The UK’s corporate register is expected to shrink over the next year as new identity verification rules for company directors and beneficial owners come into force on Tuesday, experts in corporate transparency and financial crime say.

From 18 November, all new directors and persons with significant control (PSCs) must verify their identity with Companies House before they can form or run a company. Existing directors and PSCs will be phased into the system over the next 12 months, completing verification when they next file a confirmation statement. Acting as a director without verification will become a criminal offence.

Companies House said the reforms aim to combat fraud, money laundering, and the misuse of shell companies by ensuring that those running and controlling companies are who they claim to be. More than one million people have already verified their identities, and up to seven million more are expected to complete the process over the next year.

Experts predict the new rules will have an immediate impact on the number of new company incorporations and the overall size of the UK corporate register.
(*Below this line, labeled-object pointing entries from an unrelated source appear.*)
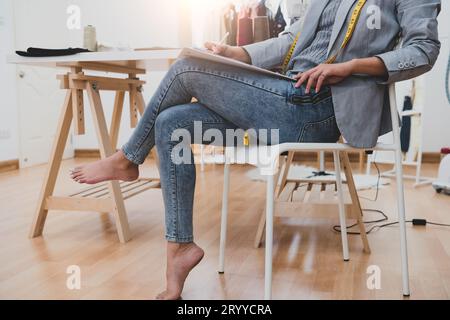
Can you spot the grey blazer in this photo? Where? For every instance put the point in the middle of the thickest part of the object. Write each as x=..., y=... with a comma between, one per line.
x=361, y=103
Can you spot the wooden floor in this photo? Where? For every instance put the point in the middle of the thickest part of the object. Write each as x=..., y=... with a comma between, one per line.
x=307, y=253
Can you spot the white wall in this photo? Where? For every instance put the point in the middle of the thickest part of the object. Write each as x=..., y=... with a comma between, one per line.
x=145, y=23
x=437, y=108
x=137, y=23
x=9, y=141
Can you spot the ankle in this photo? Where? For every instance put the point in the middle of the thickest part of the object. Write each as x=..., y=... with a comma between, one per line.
x=121, y=161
Graham Barrow, a corporate filings and financial crime specialist, said incorporation levels are likely to “fall off a cliff” as individuals unwilling to disclose their identities drop out of the system.

“There will be a whole bunch of people who have no intention of going through the process,” Barrow said. “We are likely to see a significant slimming-down of the register over the next year.” He emphasized that a smaller register does not indicate weaker economic activity, noting that many of the companies affected are linked to individuals with dubious intentions.

As of September, the UK corporate register included 5.5 million companies, more than 500,000 of which were already undergoing dissolution or liquidation. Registered agents, such as solicitors, accountants, and formation agents, will be able to verify identities on behalf of clients.

However, Barrow warned that the reforms could prompt attempts to evade the rules, including the use of “ghost directors,” individuals paid to lend their identity to conceal the real operators of a business. Payments of around £500 per identity are not uncommon, he said. A Times investigation last year revealed directors being paid to act as fronts for failing companies, allowing true owners to avoid scrutiny; three individuals involved have since been banned from running companies.

In addition to identity verification, companies will now face a new legal duty to investigate their PSCs. Hamish Perry, partner at Charles Russell Speechlys, said businesses must proactively identify who holds significant control, serve formal notices where necessary, and report suspected PSCs to Companies House, even if confirmation is not obtained.

Perry described the reforms as a “significant raising of the bar” for corporate transparency, particularly for businesses with complex ownership structures. The changes coincide with the abolition of statutory registers and stricter filing requirements, placing companies under closer regulatory scrutiny.